SYNOD-OWNERSHIP Oct-10-2008 (470 words) xxxi

Each Catholic should have a Bible, says Nigerian bishop

By Carol Glatz
Catholic News Service

VATICAN CITY (CNS) -- Love and appreciation for the Bible are aided by encouraging Catholics to own a Bible even if they are unable to read it, said a Nigerian archbishop.

In his Oct. 9 address to the Synod of Bishops on the Bible, Archbishop Ignatius Kaigama of Jos said sometimes the church in Nigeria requires that people have a Bible before they can be baptized, confirmed or married.
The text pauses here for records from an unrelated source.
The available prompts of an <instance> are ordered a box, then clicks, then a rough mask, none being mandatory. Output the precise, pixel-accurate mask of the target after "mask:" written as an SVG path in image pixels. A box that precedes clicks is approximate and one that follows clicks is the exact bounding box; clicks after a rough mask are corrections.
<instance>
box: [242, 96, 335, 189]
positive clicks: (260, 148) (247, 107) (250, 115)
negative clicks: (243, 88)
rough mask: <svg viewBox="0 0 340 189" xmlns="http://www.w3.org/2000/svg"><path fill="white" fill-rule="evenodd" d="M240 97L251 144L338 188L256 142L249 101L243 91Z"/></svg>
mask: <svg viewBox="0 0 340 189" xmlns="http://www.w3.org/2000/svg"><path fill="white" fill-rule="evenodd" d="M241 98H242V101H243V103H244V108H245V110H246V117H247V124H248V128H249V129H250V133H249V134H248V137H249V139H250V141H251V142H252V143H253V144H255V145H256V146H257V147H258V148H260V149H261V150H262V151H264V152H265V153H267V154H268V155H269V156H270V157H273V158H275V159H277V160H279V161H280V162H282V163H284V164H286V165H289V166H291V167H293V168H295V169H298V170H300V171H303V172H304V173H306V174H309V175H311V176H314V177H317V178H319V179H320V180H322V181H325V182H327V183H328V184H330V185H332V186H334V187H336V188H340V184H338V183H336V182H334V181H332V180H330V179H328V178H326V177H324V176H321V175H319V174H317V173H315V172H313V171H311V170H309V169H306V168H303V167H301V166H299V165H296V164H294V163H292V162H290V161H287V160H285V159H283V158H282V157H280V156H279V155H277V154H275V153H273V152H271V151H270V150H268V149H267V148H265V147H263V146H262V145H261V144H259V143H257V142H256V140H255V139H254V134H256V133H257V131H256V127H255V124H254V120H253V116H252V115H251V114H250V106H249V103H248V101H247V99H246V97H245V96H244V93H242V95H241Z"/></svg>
Wealthier Catholics help provide Bibles for others since Catholic editions are very expensive, he said, noting that Catholic editions in the local language are virtually nonexistent.

The archbishop said parents are urged to bring to their child's baptism a Bible "which will be kept for the child until he or she can read it."

"We encourage the enthronement and sharing (of the) Bible at home and among family members" and encourage "ownership of the Bible even by those who cannot read," he said.

Archbishop Kaigama said "the word of God should provide the ingredients for genuine Christian living."

Unfortunately "when it comes to ethnic or political issues, people who share the same word of God and the Eucharist are ready to take up arms against each other."

He said such conflict is possible when Jesus and the Bible have no relevance or are secondary in people's lives. It is also possible when the word is "so superficial that they can easily fall back into syncretism, being comfortable as church members as well as patronizing soothsayers or secret societies."

More neighborhood-based, informal catechetical gatherings and daily personal readings of biblical passages are needed so that the word of God "can root the Christian in Gospel values" and help bring about economic, political and social transformation at home and in society, he said.

Bishop Vincenzo Paglia of Terni, Narni and Amelia, the president of Italy's Catholic Biblical Federation, said in his Oct. 10 address that the church should not be afraid to put the Bible "in the hands of everybody, not just the faithful."

While often there may be a Bible in Christian homes, "it is rare individual Christians each have their own personal Bible," he said, adding that how to help bring about such personal ownership must be one of the goals of the synod.

The Bible is God's letter of love to humanity, so "why delay, or worse yet, avoid delivering it" to all people, he asked.

Bishop Guillermo Loria Garita of San Isidro, Costa Rica, told the synod assembly Oct. 9 the church must "help people be protagonists in their discovery of the riches and the wisdom of the word of God, to accompany them in solid and systematic formation, and to give them all that they need in order to understand the text."